Given the principled difficulties involved in leak-proof testing and the limitations on control implied by New Substantivism, the democratic model of Accounting sketched is self-undermining. Any posthuman experimentation that could contribute to an understanding of emergent behaviours or modes of life post-disconnection would also increase the disconnection-potential of the technological system as the associated technologies iterated across its communication networks (sections 5.6 and 7.4).

Democratic Accounting would override the democratic process it is intended to inform. Even allowing for interpretability in principle, the results might fail the publicity test since only posthumans or near-posthumans might be in positions to understand them. Thus the composition of the community that deliberates on the posthuman would be put in doubt by the very attempt to deliberate upon it. There can be posthuman Accounting only if, pace Walzer, we do not know who can participate in it.”
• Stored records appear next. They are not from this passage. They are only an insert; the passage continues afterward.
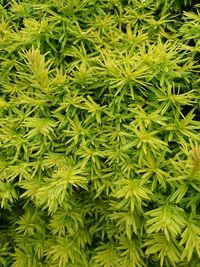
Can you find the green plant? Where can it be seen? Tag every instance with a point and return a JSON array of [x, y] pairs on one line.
[[99, 133]]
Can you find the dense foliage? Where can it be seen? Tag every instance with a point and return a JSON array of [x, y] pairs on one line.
[[99, 133]]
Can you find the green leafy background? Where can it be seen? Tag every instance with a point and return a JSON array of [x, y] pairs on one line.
[[99, 133]]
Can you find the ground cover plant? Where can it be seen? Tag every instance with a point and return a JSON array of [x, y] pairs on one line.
[[99, 133]]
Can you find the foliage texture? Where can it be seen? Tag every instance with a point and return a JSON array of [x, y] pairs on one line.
[[99, 133]]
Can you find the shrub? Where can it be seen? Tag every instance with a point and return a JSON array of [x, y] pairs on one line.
[[99, 133]]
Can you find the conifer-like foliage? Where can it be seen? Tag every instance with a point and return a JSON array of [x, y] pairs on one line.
[[99, 133]]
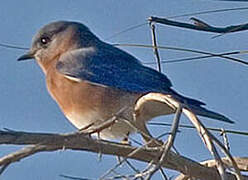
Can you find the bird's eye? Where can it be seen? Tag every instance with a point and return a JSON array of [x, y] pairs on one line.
[[45, 40]]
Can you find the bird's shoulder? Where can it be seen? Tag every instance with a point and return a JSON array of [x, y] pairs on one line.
[[110, 66]]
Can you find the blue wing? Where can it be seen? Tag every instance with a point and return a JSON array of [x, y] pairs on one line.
[[110, 66]]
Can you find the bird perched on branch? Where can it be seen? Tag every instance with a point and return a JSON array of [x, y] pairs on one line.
[[93, 81]]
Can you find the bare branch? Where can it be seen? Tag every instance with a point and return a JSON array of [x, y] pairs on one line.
[[202, 26], [77, 141]]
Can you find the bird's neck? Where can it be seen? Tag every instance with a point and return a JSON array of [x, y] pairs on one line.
[[47, 64]]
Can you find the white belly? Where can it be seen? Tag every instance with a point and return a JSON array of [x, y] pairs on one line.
[[116, 131]]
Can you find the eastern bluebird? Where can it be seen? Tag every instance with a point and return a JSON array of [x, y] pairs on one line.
[[92, 80]]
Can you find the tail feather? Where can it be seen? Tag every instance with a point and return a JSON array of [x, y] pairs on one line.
[[198, 110]]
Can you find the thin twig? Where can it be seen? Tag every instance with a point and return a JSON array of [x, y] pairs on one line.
[[155, 48], [186, 50], [208, 28], [209, 128], [167, 145]]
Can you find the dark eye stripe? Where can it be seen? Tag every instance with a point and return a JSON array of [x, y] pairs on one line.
[[44, 40]]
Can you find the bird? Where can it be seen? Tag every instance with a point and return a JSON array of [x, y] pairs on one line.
[[92, 81]]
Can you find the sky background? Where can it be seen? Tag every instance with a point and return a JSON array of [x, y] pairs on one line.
[[26, 105]]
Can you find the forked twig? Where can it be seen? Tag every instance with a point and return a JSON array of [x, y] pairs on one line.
[[155, 46]]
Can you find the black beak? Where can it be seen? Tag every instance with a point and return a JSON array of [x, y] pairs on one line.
[[28, 55]]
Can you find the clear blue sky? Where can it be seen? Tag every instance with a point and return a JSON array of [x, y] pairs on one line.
[[26, 105]]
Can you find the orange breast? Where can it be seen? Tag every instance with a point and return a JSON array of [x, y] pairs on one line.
[[83, 102]]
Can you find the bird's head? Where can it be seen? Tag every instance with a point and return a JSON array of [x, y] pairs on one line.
[[57, 38]]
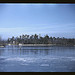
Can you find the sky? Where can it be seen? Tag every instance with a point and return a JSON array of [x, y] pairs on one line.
[[23, 18]]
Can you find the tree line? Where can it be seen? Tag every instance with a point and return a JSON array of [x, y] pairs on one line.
[[38, 39]]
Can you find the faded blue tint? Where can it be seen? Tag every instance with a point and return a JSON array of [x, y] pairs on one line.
[[53, 19], [37, 59]]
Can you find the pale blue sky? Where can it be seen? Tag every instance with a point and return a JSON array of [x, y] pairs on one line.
[[52, 19]]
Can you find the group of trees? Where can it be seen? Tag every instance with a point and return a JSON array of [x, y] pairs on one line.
[[38, 39]]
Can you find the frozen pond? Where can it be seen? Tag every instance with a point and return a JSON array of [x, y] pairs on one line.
[[37, 59]]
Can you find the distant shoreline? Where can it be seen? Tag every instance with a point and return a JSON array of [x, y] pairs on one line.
[[40, 45]]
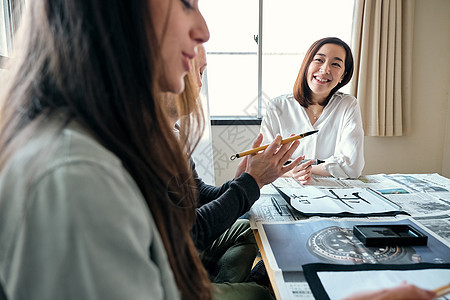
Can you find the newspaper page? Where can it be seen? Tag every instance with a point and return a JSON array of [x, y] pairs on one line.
[[289, 245]]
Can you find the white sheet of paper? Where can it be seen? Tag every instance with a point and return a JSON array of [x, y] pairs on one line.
[[339, 284]]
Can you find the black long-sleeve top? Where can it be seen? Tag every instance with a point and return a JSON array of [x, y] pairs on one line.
[[219, 207]]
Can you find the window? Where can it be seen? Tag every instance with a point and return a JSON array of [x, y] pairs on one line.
[[240, 81], [3, 40]]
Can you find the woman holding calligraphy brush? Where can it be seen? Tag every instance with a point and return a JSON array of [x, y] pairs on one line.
[[316, 104]]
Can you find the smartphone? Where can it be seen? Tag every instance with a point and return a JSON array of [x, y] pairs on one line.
[[390, 235]]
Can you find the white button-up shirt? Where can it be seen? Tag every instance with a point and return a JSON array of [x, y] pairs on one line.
[[339, 142]]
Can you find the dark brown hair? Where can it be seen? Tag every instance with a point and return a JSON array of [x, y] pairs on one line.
[[302, 92], [98, 63]]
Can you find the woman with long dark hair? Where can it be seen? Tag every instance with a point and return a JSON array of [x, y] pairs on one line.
[[96, 197]]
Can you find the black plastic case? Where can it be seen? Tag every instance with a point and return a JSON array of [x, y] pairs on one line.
[[389, 235]]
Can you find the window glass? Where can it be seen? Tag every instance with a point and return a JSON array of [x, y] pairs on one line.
[[3, 46], [232, 72], [289, 28]]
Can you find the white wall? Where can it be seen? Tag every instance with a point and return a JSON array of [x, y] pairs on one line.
[[427, 148]]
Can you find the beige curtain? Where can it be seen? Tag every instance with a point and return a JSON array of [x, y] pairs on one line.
[[382, 44]]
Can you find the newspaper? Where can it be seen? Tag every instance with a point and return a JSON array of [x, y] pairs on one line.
[[426, 197], [290, 245]]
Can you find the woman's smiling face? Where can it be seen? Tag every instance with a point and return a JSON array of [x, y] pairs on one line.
[[326, 70]]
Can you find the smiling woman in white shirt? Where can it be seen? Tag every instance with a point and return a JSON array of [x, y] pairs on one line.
[[316, 104]]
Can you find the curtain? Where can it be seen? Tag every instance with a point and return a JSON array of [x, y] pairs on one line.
[[382, 39]]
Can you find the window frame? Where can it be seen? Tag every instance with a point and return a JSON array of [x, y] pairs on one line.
[[255, 119]]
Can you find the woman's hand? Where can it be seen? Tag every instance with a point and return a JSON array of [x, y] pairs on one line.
[[268, 165], [303, 172], [404, 291]]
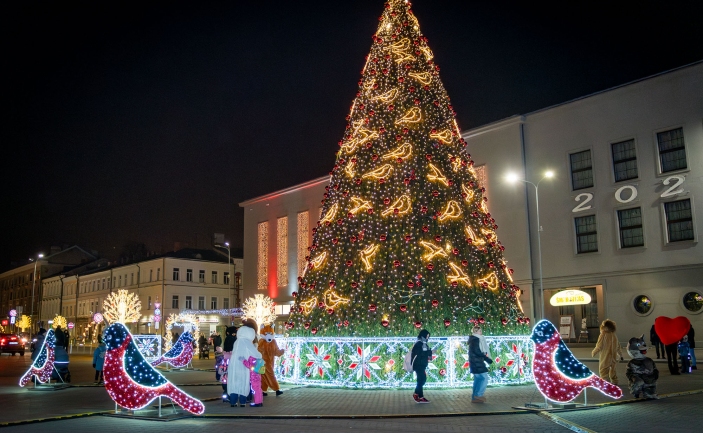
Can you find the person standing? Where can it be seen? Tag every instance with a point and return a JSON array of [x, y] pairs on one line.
[[608, 349], [692, 344], [656, 342], [477, 364], [420, 356], [99, 360]]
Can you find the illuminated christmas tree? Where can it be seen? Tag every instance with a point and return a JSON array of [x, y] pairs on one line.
[[405, 240]]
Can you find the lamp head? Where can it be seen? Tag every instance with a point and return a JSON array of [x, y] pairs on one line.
[[511, 177]]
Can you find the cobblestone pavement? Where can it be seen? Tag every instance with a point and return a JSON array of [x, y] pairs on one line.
[[368, 406]]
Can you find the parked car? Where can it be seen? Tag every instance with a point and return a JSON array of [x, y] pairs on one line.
[[11, 343]]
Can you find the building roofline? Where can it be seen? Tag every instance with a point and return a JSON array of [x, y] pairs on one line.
[[619, 86], [290, 189]]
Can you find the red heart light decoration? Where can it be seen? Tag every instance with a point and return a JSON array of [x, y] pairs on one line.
[[671, 331]]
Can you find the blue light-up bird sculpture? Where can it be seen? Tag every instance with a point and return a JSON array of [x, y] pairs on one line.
[[558, 374], [180, 354], [131, 381], [43, 364]]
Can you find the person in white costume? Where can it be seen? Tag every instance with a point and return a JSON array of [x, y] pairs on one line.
[[238, 385]]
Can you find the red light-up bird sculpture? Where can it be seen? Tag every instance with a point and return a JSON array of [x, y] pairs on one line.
[[558, 374], [131, 381]]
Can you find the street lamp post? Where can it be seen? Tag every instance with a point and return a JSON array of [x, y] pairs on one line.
[[34, 281], [229, 281], [547, 175]]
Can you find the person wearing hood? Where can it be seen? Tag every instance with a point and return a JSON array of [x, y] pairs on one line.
[[238, 383], [421, 355], [608, 350], [478, 357], [41, 335], [99, 360]]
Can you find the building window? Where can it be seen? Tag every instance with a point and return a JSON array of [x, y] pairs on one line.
[[631, 233], [282, 252], [303, 240], [263, 256], [679, 220], [586, 234], [693, 302], [624, 160], [672, 150], [581, 170], [642, 305]]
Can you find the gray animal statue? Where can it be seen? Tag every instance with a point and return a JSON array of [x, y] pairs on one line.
[[641, 372]]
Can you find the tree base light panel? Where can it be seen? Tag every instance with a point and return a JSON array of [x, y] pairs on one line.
[[559, 376], [131, 381], [43, 364], [352, 362]]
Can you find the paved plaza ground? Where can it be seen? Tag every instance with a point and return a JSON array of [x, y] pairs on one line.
[[302, 409]]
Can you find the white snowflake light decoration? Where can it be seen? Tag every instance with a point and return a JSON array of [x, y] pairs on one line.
[[24, 322], [59, 321], [259, 308], [122, 307]]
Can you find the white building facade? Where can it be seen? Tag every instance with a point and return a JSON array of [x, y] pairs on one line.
[[621, 219]]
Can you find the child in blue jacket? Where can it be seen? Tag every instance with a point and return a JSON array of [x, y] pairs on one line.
[[99, 360]]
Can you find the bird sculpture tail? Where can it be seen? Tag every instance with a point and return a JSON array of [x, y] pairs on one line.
[[605, 387]]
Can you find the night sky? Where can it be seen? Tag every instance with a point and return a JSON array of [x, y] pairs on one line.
[[150, 122]]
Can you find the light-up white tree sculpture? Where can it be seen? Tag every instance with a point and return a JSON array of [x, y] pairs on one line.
[[122, 307], [259, 308]]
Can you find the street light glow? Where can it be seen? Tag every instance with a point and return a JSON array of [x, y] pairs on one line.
[[511, 177]]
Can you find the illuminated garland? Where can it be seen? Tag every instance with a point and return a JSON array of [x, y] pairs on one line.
[[377, 362], [404, 234], [122, 307], [131, 381], [180, 354], [43, 364], [259, 308], [59, 321], [559, 376]]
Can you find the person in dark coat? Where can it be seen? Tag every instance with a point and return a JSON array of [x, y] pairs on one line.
[[421, 355], [692, 345], [672, 355], [656, 342], [477, 366]]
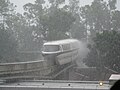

Habermas, J. 2005. The Future of Human Nature, Rehg, W., Penksy, M. & H Beister, (trans). London: Polity.

Meacham, D., 2014. Empathy and alteration: The ethical relevance of a phenomenological species concept. Journal of Medicine and Philosophy, 39(5), pp.543-564.

Ramberg, B. T. 1989. Donald Davidson’s Philosophy of Language: An Introduction. Basil Blackwell.

Walzer, M. 2003. “Philosophy and Democracy.” Debates in Contemporary Political Philosophy: 361. Warren, M. A. 1973. On the moral and legal status of abortion. The Monist,57(1), 43-61.